‘Drama is all,’ he said softly. ‘Drama is the why of it. I would have thought a Spider-kinden would understand, you who live your lives just for show. I do not kill because I love killing. I do not kill because it makes me rich. I do not kill because I have some cause or ideology to propagate. I kill for the same reason an actor steps onto the stage, or a good athlete runs his race. Because, in the fleeting second of the execution, I am excellent. I am complete.’
She took her life in her hands with, ‘So why not become an actor, assassin?’
‘Because I am very bad at acting, and no other reason. I have only one talent in life. My heritage has left me just that, and no more.’
She dipped into her belt-pouch, seeing a minute buildup of tension in him that was instantly gone when all she came out with was a roll of coins.
‘You’re owed this, I believe, and I’m sure you’re a man who has few living debtors.’
‘Because of the insult,’ he said. ‘Not because of the money.’
‘Of course not.’ She slid the coins across the table top and without warning he pounced on her hand, pinning her to the wood with a pincer-like grip.
‘Do you think I live in a palace, Spider girl?’ he asked her. His voice was so soft she could barely hear it over the hammering of her own heart. ‘Do you think I eat off jewelled plates, or have a host of slaves to tend to me? Do you think that I, with who and what I am, could simply retire one day, to live like a Spider lord amid all the luxuries of the world?’
His grip was hurting her but she refused to show it, looking him directly in the eye.
‘I cannot risk sleeping in the same place two nights running,’ he said. ‘And, when I sleep, I keep one ear open for the footstep on the stair, the hand at the shutter. I eat when I can. I have no friends, nor any trust to spare for them. I have a thousand enemies who have good reason to want me dead, a thousand clients who would rather I was silenced. What I own, Spider girl, is what you see: the tools of my trade. I have no use for anything I cannot carry. I cannot be tied down, neither to people nor to property. I have these garments, these weapons, and my reputation. That, then, is the life of a great assassin.’
‘But you are a hero to the people,’ she got out.
‘To the people in general, perhaps, but I am an enemy to each individual one of them.

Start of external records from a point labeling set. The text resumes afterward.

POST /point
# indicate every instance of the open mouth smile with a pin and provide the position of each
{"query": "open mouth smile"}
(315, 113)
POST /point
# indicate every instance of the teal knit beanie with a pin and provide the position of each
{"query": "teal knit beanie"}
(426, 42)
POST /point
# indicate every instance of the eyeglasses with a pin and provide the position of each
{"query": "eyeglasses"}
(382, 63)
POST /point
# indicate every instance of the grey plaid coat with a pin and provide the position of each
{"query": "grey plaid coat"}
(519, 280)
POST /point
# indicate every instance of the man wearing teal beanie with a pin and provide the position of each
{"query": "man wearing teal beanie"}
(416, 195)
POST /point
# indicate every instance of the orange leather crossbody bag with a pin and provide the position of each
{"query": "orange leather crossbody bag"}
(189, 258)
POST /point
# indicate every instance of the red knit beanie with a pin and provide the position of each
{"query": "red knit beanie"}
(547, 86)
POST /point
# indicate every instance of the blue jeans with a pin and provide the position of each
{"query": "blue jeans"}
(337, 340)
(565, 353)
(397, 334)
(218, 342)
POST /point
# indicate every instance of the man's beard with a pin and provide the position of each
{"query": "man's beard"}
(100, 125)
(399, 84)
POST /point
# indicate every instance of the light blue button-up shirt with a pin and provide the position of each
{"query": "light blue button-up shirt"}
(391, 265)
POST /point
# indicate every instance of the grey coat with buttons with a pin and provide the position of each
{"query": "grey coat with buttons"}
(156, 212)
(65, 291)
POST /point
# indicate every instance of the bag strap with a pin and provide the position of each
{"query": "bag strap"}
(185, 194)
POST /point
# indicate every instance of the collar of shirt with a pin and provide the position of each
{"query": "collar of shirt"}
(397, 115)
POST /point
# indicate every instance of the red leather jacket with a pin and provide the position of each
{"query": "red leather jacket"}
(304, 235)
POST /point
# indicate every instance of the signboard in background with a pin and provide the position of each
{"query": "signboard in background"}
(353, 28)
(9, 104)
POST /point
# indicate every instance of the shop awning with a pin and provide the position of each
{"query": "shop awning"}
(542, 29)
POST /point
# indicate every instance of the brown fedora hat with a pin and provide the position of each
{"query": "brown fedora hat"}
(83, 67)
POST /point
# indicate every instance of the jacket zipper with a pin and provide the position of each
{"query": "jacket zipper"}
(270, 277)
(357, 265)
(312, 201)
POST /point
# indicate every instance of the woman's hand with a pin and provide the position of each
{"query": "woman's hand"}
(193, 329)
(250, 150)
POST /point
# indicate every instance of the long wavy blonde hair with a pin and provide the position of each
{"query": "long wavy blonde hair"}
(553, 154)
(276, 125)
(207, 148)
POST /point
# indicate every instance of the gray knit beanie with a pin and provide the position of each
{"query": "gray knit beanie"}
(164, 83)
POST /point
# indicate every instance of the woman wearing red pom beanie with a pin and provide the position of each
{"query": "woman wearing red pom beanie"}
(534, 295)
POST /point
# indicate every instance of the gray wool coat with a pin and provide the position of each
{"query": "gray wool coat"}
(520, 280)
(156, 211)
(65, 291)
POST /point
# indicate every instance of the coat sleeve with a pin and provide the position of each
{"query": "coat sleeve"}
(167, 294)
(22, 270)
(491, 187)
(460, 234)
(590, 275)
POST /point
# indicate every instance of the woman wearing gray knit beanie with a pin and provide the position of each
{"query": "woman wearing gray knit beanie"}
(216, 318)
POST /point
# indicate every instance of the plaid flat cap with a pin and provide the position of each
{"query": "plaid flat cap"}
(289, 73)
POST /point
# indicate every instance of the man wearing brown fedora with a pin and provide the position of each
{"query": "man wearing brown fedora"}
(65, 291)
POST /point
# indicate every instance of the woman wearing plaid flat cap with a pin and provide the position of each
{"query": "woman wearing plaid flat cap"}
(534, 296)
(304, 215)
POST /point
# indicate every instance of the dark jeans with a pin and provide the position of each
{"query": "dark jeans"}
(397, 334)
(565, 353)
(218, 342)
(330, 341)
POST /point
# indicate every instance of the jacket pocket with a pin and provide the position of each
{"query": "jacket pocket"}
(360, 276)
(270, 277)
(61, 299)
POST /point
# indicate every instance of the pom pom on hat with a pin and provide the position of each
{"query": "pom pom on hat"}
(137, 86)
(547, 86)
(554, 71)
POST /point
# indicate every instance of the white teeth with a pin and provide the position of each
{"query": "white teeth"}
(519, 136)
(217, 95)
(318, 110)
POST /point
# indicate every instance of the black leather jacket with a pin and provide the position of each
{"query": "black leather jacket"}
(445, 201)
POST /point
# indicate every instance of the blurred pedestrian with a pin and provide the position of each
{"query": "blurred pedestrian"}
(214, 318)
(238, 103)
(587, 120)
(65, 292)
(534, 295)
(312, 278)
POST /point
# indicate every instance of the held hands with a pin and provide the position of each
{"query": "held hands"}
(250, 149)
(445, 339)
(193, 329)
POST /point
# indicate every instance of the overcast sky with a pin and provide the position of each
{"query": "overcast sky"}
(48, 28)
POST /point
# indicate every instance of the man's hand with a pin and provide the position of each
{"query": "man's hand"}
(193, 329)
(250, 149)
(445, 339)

Not one of them has so much as bought me a drink, and even if they did, I could not trust them far enough to drink it.’
‘But all that money – the amounts you ask?’
He smiled, and let go her hand, his fingers leaving stark white marks where they had gripped. ‘Perhaps I bury it. Perhaps I give it to beggars. Perhaps I invest in the spice trade. Perhaps I throw it into the Exalsee. When I am gone, no one will ever know.’ He regarded her doubtfully. ‘So much for me,’ he said, ‘but if I were an informed Solarnese, I would be more concerned about a Spider woman who is working with the Wasps, and yet attempting to preserve their enemies. What can be going on?’

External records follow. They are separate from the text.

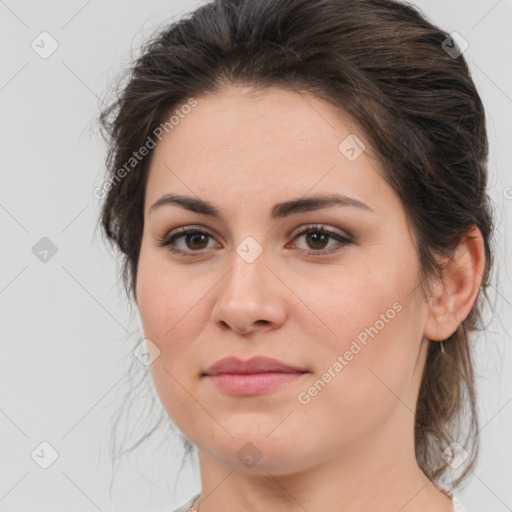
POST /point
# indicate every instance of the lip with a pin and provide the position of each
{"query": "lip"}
(257, 364)
(254, 376)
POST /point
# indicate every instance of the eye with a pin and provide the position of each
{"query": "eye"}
(318, 237)
(195, 240)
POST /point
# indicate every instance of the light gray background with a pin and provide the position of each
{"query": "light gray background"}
(67, 333)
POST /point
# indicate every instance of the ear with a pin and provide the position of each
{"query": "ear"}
(453, 297)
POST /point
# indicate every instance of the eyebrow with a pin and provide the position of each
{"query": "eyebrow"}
(279, 210)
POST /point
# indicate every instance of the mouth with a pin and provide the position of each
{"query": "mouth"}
(257, 375)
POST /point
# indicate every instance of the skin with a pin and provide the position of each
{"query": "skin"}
(351, 447)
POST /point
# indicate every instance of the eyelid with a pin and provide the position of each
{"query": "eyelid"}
(339, 236)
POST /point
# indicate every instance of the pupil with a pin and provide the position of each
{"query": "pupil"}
(195, 236)
(317, 235)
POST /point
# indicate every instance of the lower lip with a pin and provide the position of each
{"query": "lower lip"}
(252, 383)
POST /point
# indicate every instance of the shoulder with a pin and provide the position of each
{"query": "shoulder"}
(458, 506)
(187, 505)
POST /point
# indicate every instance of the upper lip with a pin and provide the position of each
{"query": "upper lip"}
(257, 364)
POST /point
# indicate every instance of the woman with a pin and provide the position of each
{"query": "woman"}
(298, 190)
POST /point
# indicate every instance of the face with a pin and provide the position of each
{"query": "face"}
(339, 302)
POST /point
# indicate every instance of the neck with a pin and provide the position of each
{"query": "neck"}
(378, 475)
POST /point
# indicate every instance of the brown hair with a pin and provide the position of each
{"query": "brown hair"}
(384, 64)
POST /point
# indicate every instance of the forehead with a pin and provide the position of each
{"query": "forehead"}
(240, 145)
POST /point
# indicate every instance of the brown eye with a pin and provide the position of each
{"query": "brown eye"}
(195, 240)
(317, 239)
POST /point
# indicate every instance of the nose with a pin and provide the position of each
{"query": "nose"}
(249, 298)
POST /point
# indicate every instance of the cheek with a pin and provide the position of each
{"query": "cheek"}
(371, 358)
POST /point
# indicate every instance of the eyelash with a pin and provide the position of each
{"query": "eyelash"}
(181, 232)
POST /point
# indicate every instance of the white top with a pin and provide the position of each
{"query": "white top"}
(457, 504)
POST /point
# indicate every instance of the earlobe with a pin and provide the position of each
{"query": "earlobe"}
(453, 297)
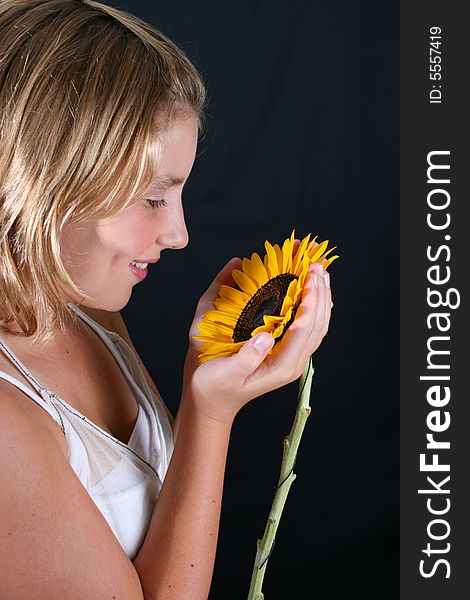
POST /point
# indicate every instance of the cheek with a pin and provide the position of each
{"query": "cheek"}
(129, 237)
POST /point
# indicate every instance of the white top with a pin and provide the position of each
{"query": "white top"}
(123, 480)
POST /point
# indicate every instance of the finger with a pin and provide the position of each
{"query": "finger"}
(308, 329)
(247, 360)
(223, 277)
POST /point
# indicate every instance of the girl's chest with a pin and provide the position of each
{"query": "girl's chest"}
(88, 378)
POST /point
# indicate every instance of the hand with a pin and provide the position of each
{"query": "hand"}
(221, 386)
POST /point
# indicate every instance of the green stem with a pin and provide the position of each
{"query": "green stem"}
(286, 478)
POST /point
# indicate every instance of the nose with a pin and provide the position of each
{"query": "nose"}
(175, 234)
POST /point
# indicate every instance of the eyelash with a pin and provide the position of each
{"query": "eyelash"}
(156, 203)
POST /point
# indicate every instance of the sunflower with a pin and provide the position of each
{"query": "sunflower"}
(265, 296)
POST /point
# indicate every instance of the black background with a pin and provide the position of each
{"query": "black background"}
(302, 132)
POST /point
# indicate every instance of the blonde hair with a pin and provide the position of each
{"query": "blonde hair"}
(85, 89)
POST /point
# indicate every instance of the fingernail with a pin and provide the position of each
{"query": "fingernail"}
(263, 343)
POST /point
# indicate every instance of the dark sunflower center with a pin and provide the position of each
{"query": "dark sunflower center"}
(267, 301)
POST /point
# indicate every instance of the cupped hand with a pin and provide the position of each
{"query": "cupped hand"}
(221, 386)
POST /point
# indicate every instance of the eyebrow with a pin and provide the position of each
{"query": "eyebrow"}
(166, 181)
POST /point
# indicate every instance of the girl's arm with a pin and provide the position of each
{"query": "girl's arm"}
(55, 542)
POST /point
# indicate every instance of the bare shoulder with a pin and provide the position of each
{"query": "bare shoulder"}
(55, 542)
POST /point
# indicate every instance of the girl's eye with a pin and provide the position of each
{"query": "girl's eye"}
(156, 203)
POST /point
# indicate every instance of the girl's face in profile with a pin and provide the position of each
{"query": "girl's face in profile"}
(97, 255)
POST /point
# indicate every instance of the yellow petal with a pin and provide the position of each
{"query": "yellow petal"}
(279, 258)
(318, 251)
(328, 262)
(298, 255)
(287, 255)
(273, 266)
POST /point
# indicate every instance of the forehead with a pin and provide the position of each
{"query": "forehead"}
(177, 152)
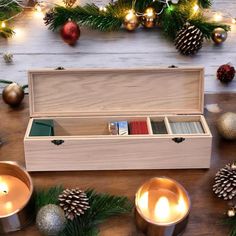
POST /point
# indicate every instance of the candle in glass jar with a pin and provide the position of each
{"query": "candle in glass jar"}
(161, 205)
(16, 190)
(13, 194)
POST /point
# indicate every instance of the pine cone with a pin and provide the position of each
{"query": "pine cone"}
(189, 40)
(225, 182)
(74, 202)
(48, 18)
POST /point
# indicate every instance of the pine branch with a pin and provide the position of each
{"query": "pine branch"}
(88, 16)
(6, 32)
(172, 20)
(204, 3)
(8, 10)
(3, 81)
(49, 196)
(102, 206)
(231, 221)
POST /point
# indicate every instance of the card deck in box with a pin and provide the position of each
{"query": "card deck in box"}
(81, 103)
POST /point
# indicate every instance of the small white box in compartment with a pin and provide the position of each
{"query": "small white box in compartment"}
(81, 103)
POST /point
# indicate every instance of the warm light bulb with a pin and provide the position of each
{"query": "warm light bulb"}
(104, 9)
(149, 12)
(195, 8)
(3, 25)
(162, 209)
(8, 206)
(218, 17)
(38, 8)
(3, 188)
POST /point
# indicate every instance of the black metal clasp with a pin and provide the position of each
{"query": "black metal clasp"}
(57, 142)
(178, 140)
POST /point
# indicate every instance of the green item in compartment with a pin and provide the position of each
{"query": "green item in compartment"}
(42, 128)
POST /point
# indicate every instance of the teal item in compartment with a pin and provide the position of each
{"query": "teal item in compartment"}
(42, 128)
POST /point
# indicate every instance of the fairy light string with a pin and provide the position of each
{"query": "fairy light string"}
(214, 15)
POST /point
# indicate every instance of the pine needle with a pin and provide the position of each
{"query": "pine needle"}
(49, 196)
(102, 206)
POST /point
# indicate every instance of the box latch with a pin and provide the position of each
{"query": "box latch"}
(57, 142)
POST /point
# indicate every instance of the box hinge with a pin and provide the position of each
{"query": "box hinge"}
(178, 140)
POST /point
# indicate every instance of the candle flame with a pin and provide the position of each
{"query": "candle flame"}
(162, 209)
(8, 206)
(181, 207)
(143, 201)
(218, 17)
(3, 188)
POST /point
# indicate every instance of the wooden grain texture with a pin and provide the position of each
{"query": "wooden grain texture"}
(207, 210)
(116, 92)
(118, 153)
(36, 47)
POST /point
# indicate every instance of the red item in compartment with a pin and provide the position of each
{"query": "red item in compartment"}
(138, 127)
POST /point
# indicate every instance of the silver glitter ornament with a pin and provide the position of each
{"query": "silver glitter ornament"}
(50, 220)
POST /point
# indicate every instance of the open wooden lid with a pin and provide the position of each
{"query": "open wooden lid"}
(148, 91)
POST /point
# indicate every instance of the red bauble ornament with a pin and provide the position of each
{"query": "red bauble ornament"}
(70, 32)
(225, 73)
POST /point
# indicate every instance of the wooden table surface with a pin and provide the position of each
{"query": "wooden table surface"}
(206, 211)
(34, 46)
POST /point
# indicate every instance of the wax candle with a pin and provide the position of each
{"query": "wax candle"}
(162, 207)
(16, 191)
(13, 193)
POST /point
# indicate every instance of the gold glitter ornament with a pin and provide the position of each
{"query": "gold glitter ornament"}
(50, 220)
(149, 18)
(131, 21)
(226, 125)
(219, 35)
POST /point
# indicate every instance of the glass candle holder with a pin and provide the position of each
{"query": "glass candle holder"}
(162, 207)
(16, 190)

‘Well that will have to be my secret,’ she told him, rising.
He made no move to stop her but, as she turned, he said, ‘I feel that Solarno may become a very crowded place in the near future. Why do I think that, I wonder?’
‘Perhaps you should take up travelling and spread that reputation of yours wider,’ she said.
‘Oh, I rather think that my skills will still be needed here,’ he said. His look at her, in that moment, was entirely predatory. ‘You are very elegant, Spider girl, very clever and complex. Do not slip in your web-making. I would not like to hear some other give me your name some day soon.’
Eight
Balkus leant back along the raked seats of the Prowess Forum, watching as the Dragonfly-woman danced through the air. The sunlight that broke from the chamber’s four doorways glittered on her armour so that she seemed to be clad in rainbows. The long-handled, short-bladed sword was a blur, passed from hand to hand, or sometimes held in both, but never still.
Felise Mienn was at her daily practice.
‘He set you on her, did he not?’
Balkus looked over at the Spider-kinden, Destrachis, seated a few rows further up. He was a mystery, and that was something Balkus had no time for.
‘He being who?’ the Ant asked.
‘He being Master Maker,’ Destrachis said. He was old, or at least looked it, for his long hair was greying. Instead of the easy grace his kinden usually moved with, he had retreated to a delicate, measured patience. Of course, as he was a Spider, it could all be an act, to put those around him off their guard.
When Balkus made no reply, the Spider-kinden continued, ‘Because he’s going away.’
‘It’s no secret Maker’s going north,’ Balkus said. ‘And someone’s got to watch over your woman there.’
‘
‘We don’t know you,’ Balkus agreed readily. ‘Furthermore, Maker’s Mantis friend has taken a shine to her, but I really don’t think he’s taken one to you.’